Engelberg / instaparse

Eclipse Public License 1.0
2.74k stars 149 forks source link

Ordered choice operator, grammar fragments and namespacing #139

Open arrdem opened 8 years ago

arrdem commented 8 years ago

Hey,

I don't have a solution to propose, I just thought I'd mention a point of friction I came across recently in using instaparse to manipulate some internal DSLs.

  1. because of the current ordered choice operator /, it isn't possible to take advantage of keyword namespacing when naming grammar terms.
  2. Besides for the :auto-whitespace directive, there doesn't seem to be a good way to break up grammars between several files.

My specific use case was that I had a configuration DSL containing expressions written in two other languages. It would have been awesome if there had been a clear way for me to break the other languages out into their own grammars and use keyword namespacing to make sure that there weren't name collisions. With the advent of clojure.spec this is I suggest likely to be a trend in data design.

Cheers!

Engelberg commented 8 years ago

If a grammar is broken up into multiple files, one strategy would be to process each file with combinators/ebnf, which will build a "grammar map" from each file. These maps can then be merged, and then you can build a parser with core/parser from the grammar map (use :start to identify the starting rule).

I've never thought about namespacing the grammar rule names before, and as you point out, that might be difficult to do while remaining backwards compatible with the current use of /.

One possibility would be to make this an enhancement of the combinators/ebnf function, and allow it to take an optional namespace string. As it builds the grammar map, it could replace all the keywords with namespace-qualified keywords.

That would prevent collisions, but it wouldn't allow you to easily reference a rule from one file from a rule in another file, though.

arrdem commented 8 years ago

Re: ordered choice, would it be possible to parameterize the bnf parser on the ordered choice (or other) operators? I'm thinking something like :ordered-choice #"||"

Re: files, Okay cool. it shouldn't be too hard to put a wrapper together around these supporting loading several files together so long as when the last file is processed all nonterminals resolve. Doesn't matter for my use case since this was some throwaway code, but could be nice for someone else in the future.

Engelberg commented 8 years ago

It's possible to parameterize the ordered choice symbol, but also a little risky, in the sense that the existing grammar for instaparse grammars is well-tested, and if someone inadvertently replaces the ordered choice symbol with something that interacts oddly with the other regular expressions that define the various tokens, weird behavior could result that might be hard to pinpoint.

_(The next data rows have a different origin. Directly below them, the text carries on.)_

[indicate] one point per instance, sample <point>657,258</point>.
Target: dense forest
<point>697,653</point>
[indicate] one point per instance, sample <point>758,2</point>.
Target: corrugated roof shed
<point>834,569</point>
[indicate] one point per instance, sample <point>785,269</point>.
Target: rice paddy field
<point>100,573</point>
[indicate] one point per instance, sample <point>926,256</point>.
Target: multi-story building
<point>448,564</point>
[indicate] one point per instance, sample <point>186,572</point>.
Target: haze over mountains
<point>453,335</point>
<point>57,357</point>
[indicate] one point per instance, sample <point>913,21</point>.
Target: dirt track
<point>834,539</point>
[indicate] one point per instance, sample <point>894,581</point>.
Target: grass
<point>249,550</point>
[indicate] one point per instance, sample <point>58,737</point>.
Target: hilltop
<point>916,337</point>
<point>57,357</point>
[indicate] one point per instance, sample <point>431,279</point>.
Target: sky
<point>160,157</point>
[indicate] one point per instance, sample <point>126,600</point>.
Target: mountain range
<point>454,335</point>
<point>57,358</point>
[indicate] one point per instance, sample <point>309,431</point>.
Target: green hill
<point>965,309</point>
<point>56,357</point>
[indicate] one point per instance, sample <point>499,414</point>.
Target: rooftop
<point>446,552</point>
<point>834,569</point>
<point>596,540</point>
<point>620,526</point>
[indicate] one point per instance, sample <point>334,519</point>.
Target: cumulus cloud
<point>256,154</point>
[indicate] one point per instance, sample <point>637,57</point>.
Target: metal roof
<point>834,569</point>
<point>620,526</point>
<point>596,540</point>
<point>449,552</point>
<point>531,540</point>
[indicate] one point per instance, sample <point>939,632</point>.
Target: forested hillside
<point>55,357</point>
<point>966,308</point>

One possibility to support namespaced rule names would be to special-case things of the form ns/name where there is no whitespace before or after the / and ns is not a valid rule name. I can think of several reasons this strategy is not ideal, but it's the best idea I have so far.

I agree that tying the existing behavior into something that just loads multiple files is not a hard problem. Only non-trivial part would be giving meaningful error messages that pinpoint the correct file in the event that a nonterminal doesn't resolve once things are merged together.

aengelberg commented 8 years ago

One idea: in EBNF syntax, allow rules to be namespaced with a dot separator, which get converted to namespaced keywords for hiccup.

myns.S = 'a'

Parse tree:

[:myns/S "a"]

And potentially allow my.ns.S which gets converted to :my.ns/S.

arrdem commented 8 years ago

I agree that making [^\s]/[^\s] mean something other than \s/\s is going to cause problems. I did a little reading and it looks like / is indeed the traditional ordered choice operator, so I'm not sure what to suggest that would be better. While it gives the finest grained control, letting a user change the ordered choice operator is definitely going to bite someone eventually.

Honestly rather than trying to do something weird with symbol parsing I think it'd make more sense to just give an optional namespace parameter when loading a resource. Keywords from that resource get namespaced, and it defaults to nil which is the namespace of any unqualified keyword anyway.